[dpdk-dev] [PATCH v3 1/3] lib/lpm: not inline unnecessary functions

Medvedkin, Vladimir vladimir.medvedkin at intel.com
Fri Jun 28 15:47:14 CEST 2019


Hi all,

On 28/06/2019 05:34, Stephen Hemminger wrote:
> On Fri, 28 Jun 2019 02:44:54 +0000
> "Ruifeng Wang (Arm Technology China)"<Ruifeng.Wang at arm.com>  wrote:
>
>>>    
>>>> Tests showed that the function inlining caused performance drop on
>>>> some x86 platforms with the memory ordering patches applied.
>>>> By force no-inline functions, the performance was better than before
>>>> on x86 and no impact to arm64 platforms.
>>>>
>>>> Suggested-by: Medvedkin Vladimir<vladimir.medvedkin at intel.com>
>>>> Signed-off-by: Ruifeng Wang<ruifeng.wang at arm.com>
>>>> Reviewed-by: Gavin Hu<gavin.hu at arm.com>   
>>>   {
>>>
>>> Do you actually need to force noinline or is just taking of inline enough?
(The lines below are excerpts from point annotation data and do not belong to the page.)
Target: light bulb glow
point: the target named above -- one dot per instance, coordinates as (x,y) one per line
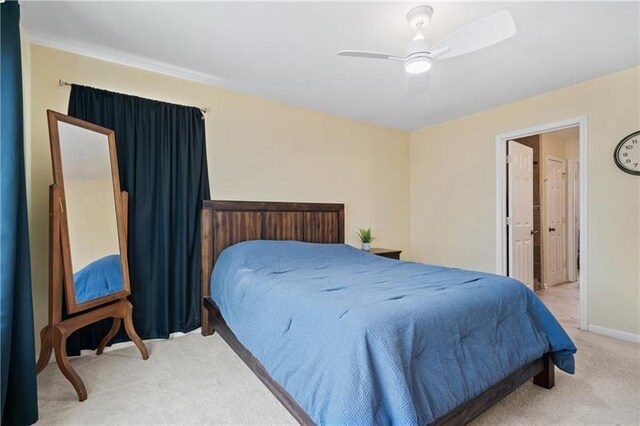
(417,65)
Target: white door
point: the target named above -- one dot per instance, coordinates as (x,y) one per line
(520,211)
(555,247)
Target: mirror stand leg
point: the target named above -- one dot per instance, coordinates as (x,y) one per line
(131,331)
(46,345)
(115,326)
(60,347)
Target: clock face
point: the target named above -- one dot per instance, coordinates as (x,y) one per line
(627,154)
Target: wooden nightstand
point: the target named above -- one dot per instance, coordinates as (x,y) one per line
(390,253)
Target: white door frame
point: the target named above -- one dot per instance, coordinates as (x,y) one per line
(573,165)
(501,205)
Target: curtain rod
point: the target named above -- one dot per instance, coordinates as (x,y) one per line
(62,83)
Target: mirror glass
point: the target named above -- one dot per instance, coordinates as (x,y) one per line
(91,212)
>>> In general, letting compiler decide is often best practice.
>> The force noinline is an optimization for x86 platforms to keep rte_lpm_add() API
>> performance with memory ordering applied.
> I don't think you answered my question. What does a recent version of GCC do
> if you drop the inline.
>
> Actually all the functions in rte_lpm should drop inline.
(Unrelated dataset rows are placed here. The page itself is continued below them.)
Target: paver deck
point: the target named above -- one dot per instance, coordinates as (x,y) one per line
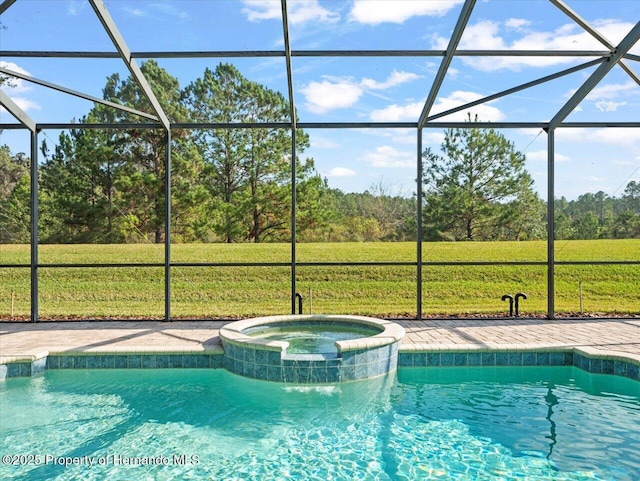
(616,337)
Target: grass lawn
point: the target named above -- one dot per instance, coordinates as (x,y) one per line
(385,291)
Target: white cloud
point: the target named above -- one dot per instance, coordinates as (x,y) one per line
(387,156)
(485,112)
(328,95)
(341,172)
(17,85)
(342,92)
(397,113)
(542,156)
(432,138)
(618,136)
(517,23)
(299,11)
(396,78)
(374,12)
(608,106)
(490,35)
(412,111)
(612,91)
(26,104)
I'm agree with Stephen. If it is not a fastpath and size of function is 
not minimal it is good to remove inline qualifier for other control 
plane functions such as rule_add/delete/find/etc and let the compiler 
decide to inline it (unless it affects performance).
> diff --git a/lib/librte_lpm/rte_lpm.c b/lib/librte_lpm/rte_lpm.c
> index 6b7b28a2e431..ffe07e980864 100644
> --- a/lib/librte_lpm/rte_lpm.c
> +++ b/lib/librte_lpm/rte_lpm.c
> @@ -399,7 +399,7 @@ MAP_STATIC_SYMBOL(void rte_lpm_free(struct rte_lpm *lpm),
>    * are stored in the rule table from 0 - 31.
>    * NOTE: Valid range for depth parameter is 1 .. 32 inclusive.
>    */
> -static inline int32_t
> +static int32_t
>   rule_add_v20(struct rte_lpm_v20 *lpm, uint32_t ip_masked, uint8_t depth,
>   	uint8_t next_hop)
>   {
> @@ -471,7 +471,7 @@ rule_add_v20(struct rte_lpm_v20 *lpm, uint32_t ip_masked, uint8_t depth,
>   	return rule_index;
>   }
>   
> -static inline int32_t
> +static int32_t
>   rule_add_v1604(struct rte_lpm *lpm, uint32_t ip_masked, uint8_t depth,
>   	uint32_t next_hop)
>   {
> @@ -547,7 +547,7 @@ rule_add_v1604(struct rte_lpm *lpm, uint32_t ip_masked, uint8_t depth,
>    * Delete a rule from the rule table.
>    * NOTE: Valid range for depth parameter is 1 .. 32 inclusive.
>    */
> -static inline void
> +static void
>   rule_delete_v20(struct rte_lpm_v20 *lpm, int32_t rule_index, uint8_t depth)
>   {
>   	int i;
> @@ -570,7 +570,7 @@ rule_delete_v20(struct rte_lpm_v20 *lpm, int32_t rule_index, uint8_t depth)
>   	lpm->rule_info[depth - 1].used_rules--;
>   }
>   
> -static inline void
> +static void
>   rule_delete_v1604(struct rte_lpm *lpm, int32_t rule_index, uint8_t depth)
>   {
>   	int i;
> @@ -597,7 +597,7 @@ rule_delete_v1604(struct rte_lpm *lpm, int32_t rule_index, uint8_t depth)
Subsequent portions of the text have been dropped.